I can only remember her first name, Annalise. She was tall and buxom with long blonde hair, and just the hint of a Dutch accent. It was July 2000 the first and only time I met her at an Air Supply concert at the California Mid-state Fair in Paso Robles.
I could not beleive our luck when Todd and I got front row seats for the concerts (the band preformed twice that day.) We ended up seated next to a woman named Jennifer who I had met twelve years or more earlier at some other Air Supply concerts, on a completely different coast. She was at this concert with her kids; a son who had just graduated from UCLA, and a 5year old who did not seem as excited to be there as we were.
There was a couple behind us who had been following the band for 25 years. I felt strangely jealous of these Air Heads because they could afford to follow the band around from concert to concert, and yet I also felt a sense of camaraderie with these people who loved my band as much as I did (although none of them had named their children after the band members like I had).
Annalise was at the concert alone, although she knew all the hard core Air Heads. She sat next to Jennifer and they started talking. It wasn't until intermission that she introduced herself to me.
At first I almost saw her as a rival- I can't explain why. But as we talked I realized that she was just the sweetest person in the world. She gave me an orange guitar pick that Graham had given to her. She told me about how she had seen Air Supply on television and fallen in love with Graham.

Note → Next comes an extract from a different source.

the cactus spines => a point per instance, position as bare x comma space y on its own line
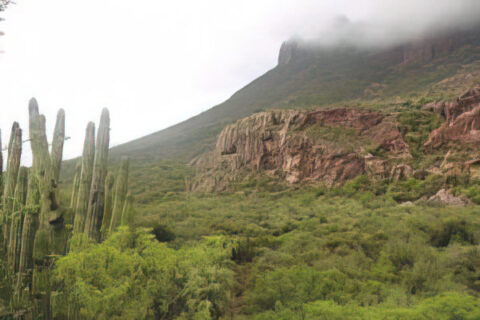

She and her mother used to travel to the concerts together, but her mother had recently passed away. She said that the band had sent her flowers when her mother died. I could see how desperately lonely she was, and how much the small gesture of flowers had meant to her.
After the concert she took me by the hand and lead me to the side of the stage where we waited for the band to come out. It always seems like it takes forever when you are waiting to meet the band. Annalise and I talked and talked while we waited, and then they finally came out.

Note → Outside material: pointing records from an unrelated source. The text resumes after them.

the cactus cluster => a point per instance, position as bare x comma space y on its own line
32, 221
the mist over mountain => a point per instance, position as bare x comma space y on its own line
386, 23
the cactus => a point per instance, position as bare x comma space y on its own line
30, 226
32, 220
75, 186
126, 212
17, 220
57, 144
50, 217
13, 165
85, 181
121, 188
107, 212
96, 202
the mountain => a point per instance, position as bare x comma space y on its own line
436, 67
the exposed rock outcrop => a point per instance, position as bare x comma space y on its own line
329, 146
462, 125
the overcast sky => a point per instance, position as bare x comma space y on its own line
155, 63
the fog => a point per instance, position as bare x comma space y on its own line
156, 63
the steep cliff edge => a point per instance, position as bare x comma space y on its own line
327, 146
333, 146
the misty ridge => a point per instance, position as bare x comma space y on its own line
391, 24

Who can remember the silly things they babble when they meet their favorite band? It wasn't the first time I had met them. Russell seemed to vaguely remember me, and he actually shook Todd's hand and thanked him for bringing me to the concert. When I told them that we had named our youngest son after them, Russell gave me a kiss on the cheek.
After the band left Annalise and I talked a while longer. We did not exchange numbers or addresses. We knew we would see each other again, at another concert. I looked forward to it, although I had no idea when it might be.

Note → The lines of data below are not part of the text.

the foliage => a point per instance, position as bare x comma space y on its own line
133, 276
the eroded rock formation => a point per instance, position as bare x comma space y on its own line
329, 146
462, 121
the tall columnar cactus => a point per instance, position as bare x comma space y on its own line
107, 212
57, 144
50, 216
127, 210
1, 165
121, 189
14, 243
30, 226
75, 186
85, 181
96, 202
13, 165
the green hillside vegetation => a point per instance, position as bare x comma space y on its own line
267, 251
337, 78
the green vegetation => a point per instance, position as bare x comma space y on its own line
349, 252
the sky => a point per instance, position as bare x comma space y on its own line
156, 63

It was nearly two years later after I got my first computer, I joined some Air Supply fan groups, and someone posted that Annalise had been found dead in a hotel room in Las Vegas where she had checked in for a weekend of Air Supply concerts. She slipped into a diabetic coma and passed away.
I felt a strange sense of loss for this woman that I had only met once. She made a deep impression on me, and I will never forget her.
If anybody who reads this knew Annalise, please let me know. Thank you.